In relationship-driven industries, that uncertainty became normalized. Events were labeled intangible, valuable, but impossible to measure. A branding exercise. A networking play. A “nice to have.”

But as Tonje Bakang Tonje, founder of Moots, sees it, the problem was never the events themselves.

It was the missing infrastructure behind them.

For years, companies have instinctively understood the power of in-person connection. At global gatherings like Cannes Lions, CES, and Art Basel, entire ecosystems of side events have emerged, including private dinners, branded houses, and invite-only receptions. All of them are designed to do one thing: build relationships.

And for good reason. As AI lowers the barrier to building products, differentiation increasingly comes down to trust and relationships.

“Each one exists because companies know that in a world where anyone can build a product with AI in a few weeks, the real differentiator is the relationship you build with your customers and the trust people have in your brand. Nothing beats in-person for that,” Tonje explains.

Yet despite the scale of investment, the intelligence behind those relationships has historically been fleeting. After the event ends, what remains is fragmented. A guest list here. A spreadsheet there. Scattered notes. Most often, the knowledge lives in someone’s memory.

Most teams, at best, walk away with a name and a company.

That is not intelligence. That is a list.

And when the person who hosted the event or built those relationships leaves the company, that knowledge often disappears with them.

The turning point for Tonje came from recognizing a fundamental disconnect. Companies were investing in events as if they were critical to growth, yet measuring them as if they did not matter.

A brand might spend hundreds of thousands of dollars on an activation at SXSW or a private executive dinner during Davos. Months later, they still cannot trace which relationships began there, let alone whether those interactions led to pipeline, partnerships, or revenue.

“It’s not that events don’t work,” Tonje says. “There’s been no system connecting who was in the room to whether those relationships turned into pipeline, partnerships, or deals. The investment has always been massive. The infrastructure to measure it simply didn’t exist.”

That realization led to the creation of Moots, a platform built around a new concept: guest intelligence.

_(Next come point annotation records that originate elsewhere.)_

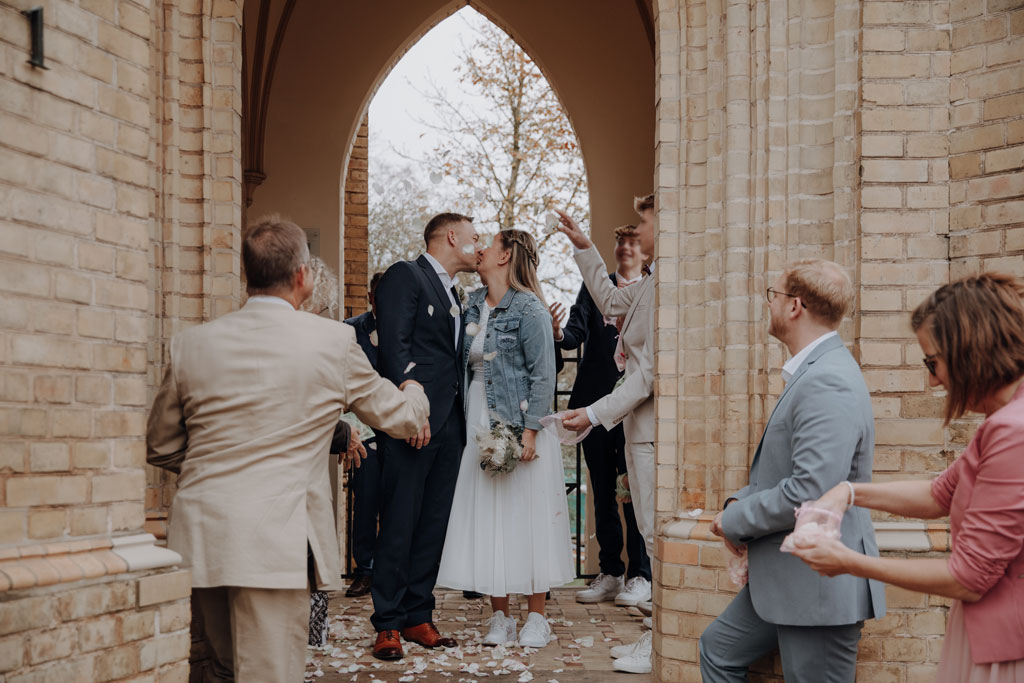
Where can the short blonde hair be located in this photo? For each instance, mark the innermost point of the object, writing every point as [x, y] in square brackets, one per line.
[626, 231]
[641, 204]
[823, 287]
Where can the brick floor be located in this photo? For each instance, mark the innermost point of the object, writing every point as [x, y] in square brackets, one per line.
[585, 634]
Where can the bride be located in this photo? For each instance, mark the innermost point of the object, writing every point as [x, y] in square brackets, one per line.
[509, 531]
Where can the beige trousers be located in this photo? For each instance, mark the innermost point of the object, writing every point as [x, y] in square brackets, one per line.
[256, 635]
[640, 467]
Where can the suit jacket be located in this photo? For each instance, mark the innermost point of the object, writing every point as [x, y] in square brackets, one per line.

Guest intelligence reframes how events are understood. Instead of focusing on attendance or logistics, it centers on three questions:

  • Who should be in the room?
  • What should happen between those people?
  • Did those interactions lead to outcomes?

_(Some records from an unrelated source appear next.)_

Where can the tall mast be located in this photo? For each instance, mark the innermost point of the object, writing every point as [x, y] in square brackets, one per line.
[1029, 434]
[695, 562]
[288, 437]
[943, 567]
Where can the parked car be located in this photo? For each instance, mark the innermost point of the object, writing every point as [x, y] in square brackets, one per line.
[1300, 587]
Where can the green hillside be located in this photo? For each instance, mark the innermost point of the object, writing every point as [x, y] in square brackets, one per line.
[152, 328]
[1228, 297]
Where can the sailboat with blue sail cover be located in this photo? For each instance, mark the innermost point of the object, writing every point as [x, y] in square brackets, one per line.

Today, most companies rely on a fragmented stack of tools. Invitation platforms, RSVP systems, CRMs, and enrichment tools often operate separately and do not communicate with one another. The result is disconnected data and missed opportunities.

Moots connects these systems and transforms scattered inputs into a unified intelligence layer. More importantly, it activates that intelligence in real time.

Before an event, the platform scores and prioritizes guests based on specific objectives. During the event, it guides interactions by identifying who should meet, alerting teams when high-value attendees arrive, and equipping staff with context for meaningful conversations. Afterward, it ensures that follow-ups are timely, informed, and connected to business outcomes.

What was once left to chance becomes intentional.

This shift has major implications for how companies think about return on investment. Traditional event metrics such as attendance, impressions, and social reach offer only surface-level insight. Moots instead connects experience directly to outcomes.

If the right people meet and find value in the interaction, the likelihood of conversion increases significantly. If they do not, even the most well-produced event will fall short.

For the first time, companies can trace a clear path from who was in the room to what conversations took place to what those conversations produced.

Looking ahead, Tonje believes events are entering a new phase. They will no longer be isolated moments. Instead, they will become part of a continuous system where each interaction builds on the last and every gathering strengthens a company’s network and insight.

“The companies that win in the next decade will be the ones with the deepest relationships, not the best ad spend,” Tonje says. “In-person events are the most powerful tool for building trust, and the market is reflecting that.”

For an industry long driven by instinct, this represents a meaningful shift. Not away from human connection, but toward finally understanding its full value.